プラダ(PRADA)は、2022年春夏ウィメンズコレクションを発表した。
イタリア・ミラノにあるプラダ財団の建造物「Deposito」と中国・上海の外灘1号という2つの会場で同時に披露された今季のコレクション。会場内のビデオスクリーンには互いのショー映像を映し出し、それぞれのランウェイ上に連動したルックが登場することで、世界の反対側に位置する2つの会場の対話、結びつきを表現した。
プラダ 共同クリエイティブ・ディレクターのミウッチャ・プラダとラフ・シモンズは、今季のクリエーションに際し“誘惑”という概念をウェアを通じて探求。
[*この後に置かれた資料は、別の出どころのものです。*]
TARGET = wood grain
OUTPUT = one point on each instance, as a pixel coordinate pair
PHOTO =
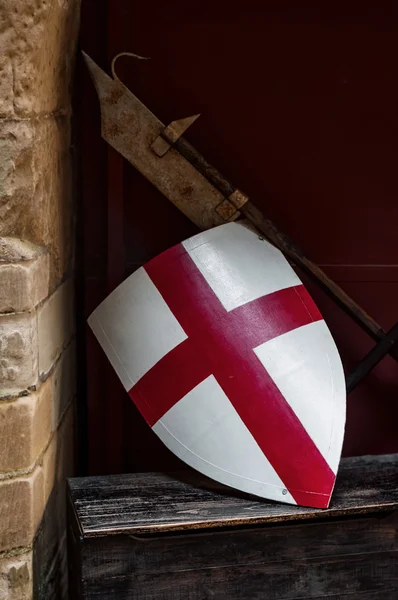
(182, 537)
(154, 502)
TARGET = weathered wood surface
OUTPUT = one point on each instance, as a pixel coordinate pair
(165, 546)
(153, 502)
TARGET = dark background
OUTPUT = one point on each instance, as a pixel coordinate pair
(299, 109)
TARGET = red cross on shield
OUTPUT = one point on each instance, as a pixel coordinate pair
(228, 359)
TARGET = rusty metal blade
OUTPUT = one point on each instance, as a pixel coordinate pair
(131, 129)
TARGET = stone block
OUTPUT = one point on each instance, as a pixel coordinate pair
(64, 383)
(25, 428)
(24, 275)
(18, 352)
(55, 325)
(36, 183)
(16, 577)
(21, 509)
(38, 41)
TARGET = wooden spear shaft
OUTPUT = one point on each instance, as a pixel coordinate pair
(286, 245)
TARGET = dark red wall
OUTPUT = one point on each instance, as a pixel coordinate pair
(299, 109)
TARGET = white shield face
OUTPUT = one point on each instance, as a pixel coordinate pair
(230, 362)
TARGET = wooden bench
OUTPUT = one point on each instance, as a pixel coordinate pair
(183, 537)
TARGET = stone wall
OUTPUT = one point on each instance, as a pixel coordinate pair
(37, 357)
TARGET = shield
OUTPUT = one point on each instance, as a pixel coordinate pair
(228, 359)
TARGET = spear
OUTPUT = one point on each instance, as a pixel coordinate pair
(198, 189)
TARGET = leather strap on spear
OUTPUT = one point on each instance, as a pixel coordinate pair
(202, 193)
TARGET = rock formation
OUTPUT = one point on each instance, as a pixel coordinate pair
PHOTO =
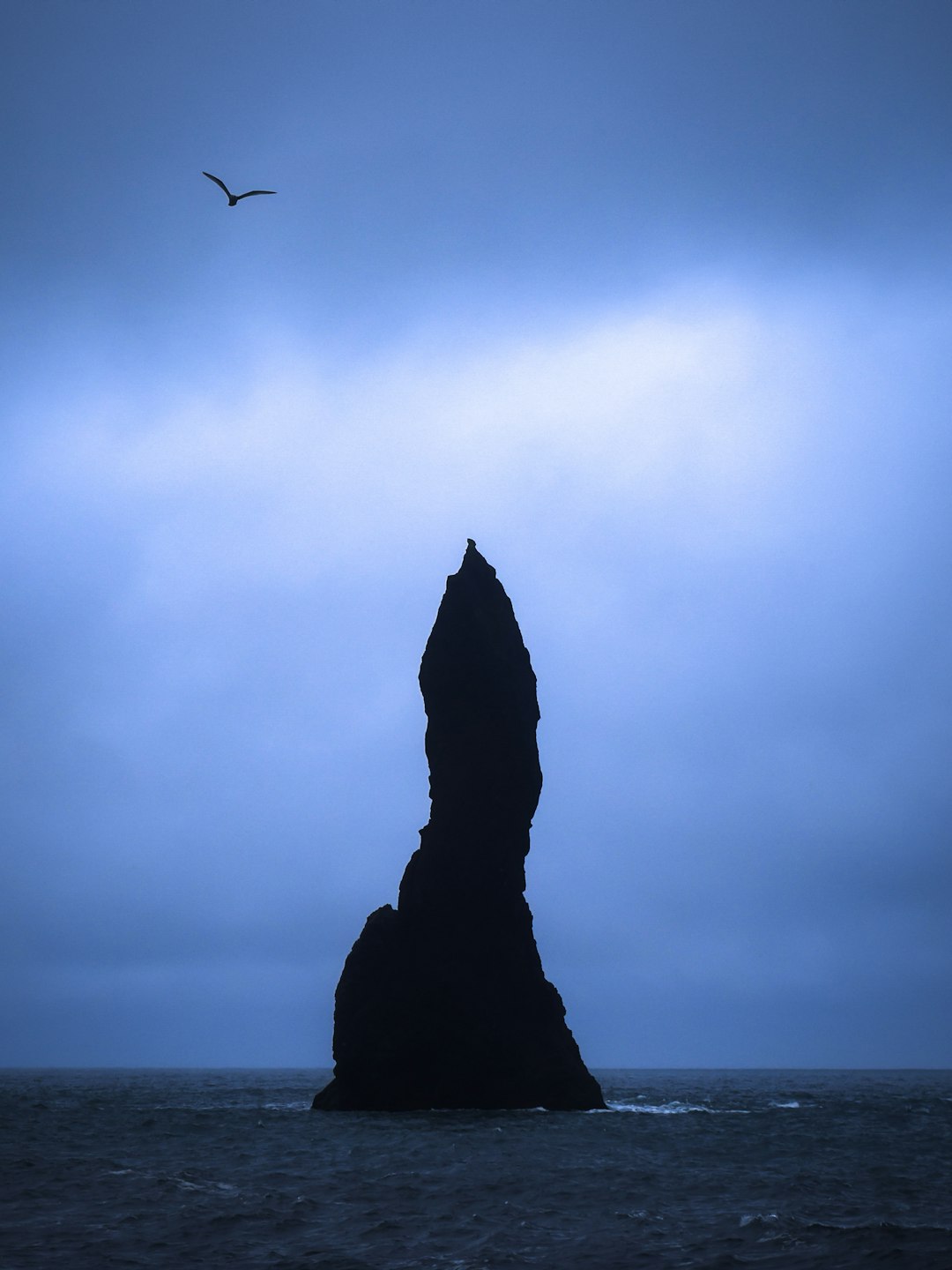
(442, 1001)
服を脱ぐという過程によって生じる、身体性の強調とそれに伴う誘惑を紐解き、身体と密接に結びついた服の構造にフォーカスした。服の本質的な部分のみを残して研ぎ澄ましていくことで、服と身体、そして誘惑との繋がりを露わにする。
コルセットは骨組み、トレーンは服地の躍動、ブラは曲線的なフォルムにその本質を見出し、概念や意味合いを再考。それぞれの要素に付随していた“制約”を削ぎ落とし、本質的な部分のみをウェアに落とし込むことで身体を解放している。
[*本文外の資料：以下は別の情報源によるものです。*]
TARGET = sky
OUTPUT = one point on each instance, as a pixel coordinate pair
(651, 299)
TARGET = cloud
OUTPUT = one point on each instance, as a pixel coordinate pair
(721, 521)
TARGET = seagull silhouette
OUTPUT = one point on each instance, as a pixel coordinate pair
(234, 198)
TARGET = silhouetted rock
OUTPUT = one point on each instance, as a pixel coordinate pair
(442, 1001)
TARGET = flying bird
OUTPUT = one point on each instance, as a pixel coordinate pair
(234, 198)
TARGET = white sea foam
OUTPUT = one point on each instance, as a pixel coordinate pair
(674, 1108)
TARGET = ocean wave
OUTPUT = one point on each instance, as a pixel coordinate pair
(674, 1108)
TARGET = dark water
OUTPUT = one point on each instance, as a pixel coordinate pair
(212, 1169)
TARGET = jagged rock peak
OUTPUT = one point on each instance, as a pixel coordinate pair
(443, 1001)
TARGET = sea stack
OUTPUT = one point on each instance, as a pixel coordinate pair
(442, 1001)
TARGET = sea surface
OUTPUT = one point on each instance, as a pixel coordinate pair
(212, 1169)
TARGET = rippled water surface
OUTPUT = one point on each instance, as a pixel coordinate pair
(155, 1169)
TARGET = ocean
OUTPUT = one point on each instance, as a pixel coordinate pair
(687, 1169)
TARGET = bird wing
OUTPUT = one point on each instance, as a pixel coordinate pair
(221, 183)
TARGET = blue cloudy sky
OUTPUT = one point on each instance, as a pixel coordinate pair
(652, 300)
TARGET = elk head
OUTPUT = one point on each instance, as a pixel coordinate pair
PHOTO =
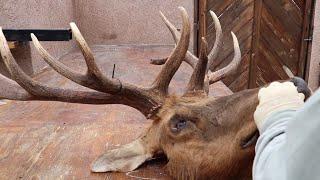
(202, 136)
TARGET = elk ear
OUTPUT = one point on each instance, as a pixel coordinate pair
(126, 158)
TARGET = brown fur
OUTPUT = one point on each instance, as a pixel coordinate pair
(209, 147)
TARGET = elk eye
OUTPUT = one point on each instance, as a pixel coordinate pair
(181, 124)
(178, 124)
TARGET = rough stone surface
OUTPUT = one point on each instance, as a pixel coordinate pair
(314, 73)
(100, 21)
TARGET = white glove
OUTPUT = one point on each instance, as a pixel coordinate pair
(275, 98)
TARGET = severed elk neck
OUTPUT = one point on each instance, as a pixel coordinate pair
(202, 137)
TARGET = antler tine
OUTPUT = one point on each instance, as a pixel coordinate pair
(197, 80)
(175, 59)
(112, 85)
(138, 98)
(84, 80)
(231, 67)
(33, 90)
(218, 42)
(190, 58)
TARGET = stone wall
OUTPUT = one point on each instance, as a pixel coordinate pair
(100, 21)
(314, 73)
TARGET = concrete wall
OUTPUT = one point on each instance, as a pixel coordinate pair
(315, 53)
(35, 14)
(100, 21)
(129, 21)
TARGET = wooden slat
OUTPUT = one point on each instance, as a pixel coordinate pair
(303, 56)
(276, 29)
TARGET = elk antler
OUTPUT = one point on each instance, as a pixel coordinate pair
(175, 59)
(111, 91)
(192, 60)
(197, 80)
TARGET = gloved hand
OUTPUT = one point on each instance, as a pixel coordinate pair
(275, 98)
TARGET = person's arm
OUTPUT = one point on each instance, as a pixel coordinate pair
(277, 106)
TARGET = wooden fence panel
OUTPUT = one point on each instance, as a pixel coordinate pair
(270, 34)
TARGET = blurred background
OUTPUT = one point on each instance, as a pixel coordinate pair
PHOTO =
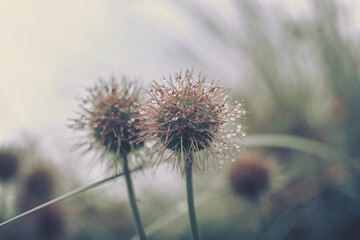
(294, 62)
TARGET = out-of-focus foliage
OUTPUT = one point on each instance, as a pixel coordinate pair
(299, 76)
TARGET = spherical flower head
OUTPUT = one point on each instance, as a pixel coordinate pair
(109, 116)
(249, 177)
(191, 118)
(9, 164)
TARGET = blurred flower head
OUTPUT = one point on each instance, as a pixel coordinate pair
(108, 117)
(9, 164)
(191, 118)
(249, 176)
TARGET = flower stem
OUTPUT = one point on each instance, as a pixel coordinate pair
(190, 199)
(132, 200)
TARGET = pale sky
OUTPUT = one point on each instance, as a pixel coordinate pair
(51, 50)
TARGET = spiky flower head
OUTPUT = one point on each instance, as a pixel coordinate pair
(109, 115)
(192, 119)
(9, 164)
(249, 176)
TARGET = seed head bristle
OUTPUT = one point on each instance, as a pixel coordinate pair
(191, 117)
(109, 117)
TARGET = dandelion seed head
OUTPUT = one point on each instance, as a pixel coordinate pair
(190, 117)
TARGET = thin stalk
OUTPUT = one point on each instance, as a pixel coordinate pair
(132, 200)
(67, 195)
(190, 199)
(3, 201)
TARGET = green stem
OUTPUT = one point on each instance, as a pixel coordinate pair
(132, 200)
(67, 195)
(3, 202)
(190, 199)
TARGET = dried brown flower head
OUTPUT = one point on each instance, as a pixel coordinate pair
(249, 176)
(109, 115)
(191, 118)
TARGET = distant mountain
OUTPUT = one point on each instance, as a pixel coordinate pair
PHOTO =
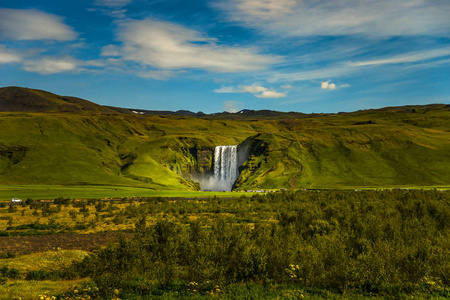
(19, 99)
(92, 144)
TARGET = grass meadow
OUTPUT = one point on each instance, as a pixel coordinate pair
(374, 244)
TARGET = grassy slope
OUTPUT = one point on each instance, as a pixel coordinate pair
(393, 149)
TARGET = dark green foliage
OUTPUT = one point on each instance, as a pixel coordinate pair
(372, 242)
(34, 226)
(41, 275)
(11, 273)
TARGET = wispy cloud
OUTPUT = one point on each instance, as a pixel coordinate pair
(341, 17)
(112, 3)
(232, 106)
(9, 56)
(326, 85)
(31, 24)
(257, 90)
(168, 46)
(50, 65)
(405, 58)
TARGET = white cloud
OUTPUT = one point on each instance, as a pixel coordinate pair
(232, 106)
(165, 45)
(30, 24)
(266, 9)
(405, 58)
(157, 74)
(326, 85)
(112, 3)
(256, 90)
(50, 65)
(341, 17)
(110, 50)
(8, 56)
(270, 94)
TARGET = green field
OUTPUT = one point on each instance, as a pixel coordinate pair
(50, 192)
(391, 244)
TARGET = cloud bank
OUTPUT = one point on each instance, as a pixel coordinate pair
(341, 17)
(165, 45)
(256, 90)
(31, 24)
例えば、トップスの上に重ねたコルセットや、コルセットを彷彿させるレースアップのジャケットの紐は緩み、ドレスの背面のボタンは開いている。ドレスのウエストにはベルトが配されており、そのベルトを調節して締めることでドレスが緩やかに身体に固定される。
また、本来はたっぷりと後ろ側に布地を用いるドレスのトレーンは、着用者の自然な動きを妨げないよう、優雅な余韻を残す躍動のみを表現。最小限のフォルムでスカートにあしらわれたトレーンは、モデルが歩を進める度に揺れ動き、存在感を放っている。ニットやジャカードトップスには、身体を締め付けることなくブラの曲線のみをあしらうことで、身体の描く輪郭に焦点を当てた。
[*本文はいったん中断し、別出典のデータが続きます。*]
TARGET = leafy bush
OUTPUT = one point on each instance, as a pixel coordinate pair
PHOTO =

こうしたウェアのディテールだけでなく、全体のシルエットやデザインを見てもミニマルな仕上がりとなっており、ランウェイにはミニスカートやノースリーブのミニドレス、装飾の無いテーラードジャケット、シャツなどが登場。ドレスやブラウスにあしらわれたプラダのトライアングルロゴはボディの色と同じ色に統一されており、三角形の意味するアイコニックな記号性を浮き彫りにする。
加えて、本来はイブニングウェアに用いられるサテンダブルやスカーレットのレースといった華やかな素材使いも特徴的。上質な光沢感のサテンや、繊細な構造のレースといった、イブニングウェアやフォーマルウェアに内在する“幻想”を象徴するエッセンスをカジュアルウェアに落とし込むことで、日常や現実とのコントラスト、バランスを映し出している。